Bug #34957
Manifest refresh randomly fails with "No such file or directory" when having multile dynflow workers
Description
Cloned from https://bugzilla.redhat.com/show_bug.cgi?id=2090271
Description of problem:
Manifest refresh randomly fails on a Satellite with multiple dynflow workers with error:
Error: No such file or directory @ rb_sysopen - /tmp/0.7851943882678857.zip
The reason is tricky :
- ManifestRefresh task determines filename for the new manifest file as /tmp/#{rand}.zip
- UpstreamExport dynflow step is asked to export the new manifest to that file
- subsequent Import dynflow step is asked to read the file and process the update further
The dynflow steps can be processed by different dynflow workers, which are run as different systemd services. And sadly for us, the services use their own private temp directory like:
/tmp/systemd-private-4f8b157ce7c040f4b27e7ecbba68aa22-dynflow-sidekiq@worker-3.service-Uannn5/tmp/
So, when UpstreamExport step is executed by one dynflow worker, it puts the zip file to its own private temp. And if we are unlucky, the Import step is picked by another worker that misses the file in its own private temp /o\ .
Which means, having 3 dynflow workers, there is just 1/3 probability the manifest refresh succeeds.
We need to use static/shared tmp file instead.

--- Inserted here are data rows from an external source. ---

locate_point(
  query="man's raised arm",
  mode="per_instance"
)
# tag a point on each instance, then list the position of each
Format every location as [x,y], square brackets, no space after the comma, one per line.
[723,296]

Version-Release number of selected component (if applicable):
Sat 6.10.5
How reproducible:
2/3 when having 3 dynflow workers
Steps to Reproduce:
1. Set up Satellite with 3 dynflow workers, e.g. per https://access.redhat.com/solutions/5695311
2. Import a manifest
3. Repeatedly refresh it:
hammer subscription refresh-manifest --organization-id=1
Actual results:
3. randomly fails with error:
Error: No such file or directory @ rb_sysopen - /tmp/0.7851943882678857.zip
in such a case, the zip file can be spot under a private temp dir of a worker's service, like:
/tmp/systemd-private-4f8b157ce7c040f4b27e7ecbba68aa22-dynflow-sidekiq@worker-3.service-Uannn5/tmp/0.7851943882678857.zip
Expected results:
manifest refresh to always succeed
Additional info:
Associated revisions
History
#1
Updated by The Foreman Bot 10 months ago
- Status changed from New to Ready For Testing
- Pull request https://github.com/Katello/katello/pull/10129 added
#2
Updated by Ian Ballou 10 months ago
- Triaged changed from No to Yes
- Target version set to Katello 4.5.0
- Category set to Subscriptions
#3
Updated by The Foreman Bot 10 months ago
- Fixed in Releases Katello 4.5.0 added
#4
Updated by Adam Ruzicka 10 months ago
- Status changed from Ready For Testing to Closed
Applied in changeset katello|dabeda407b7005774452abc8cfb65f457a913a60.
Fixes #34957 - Put manifest into a shared temp directory (#10129)
On production deployments, dynflow workers have private tmp directories,
meaning they cannot use /tmp as a place for shared data. This could lead
to manifest refresh failing on scaled-up deployments.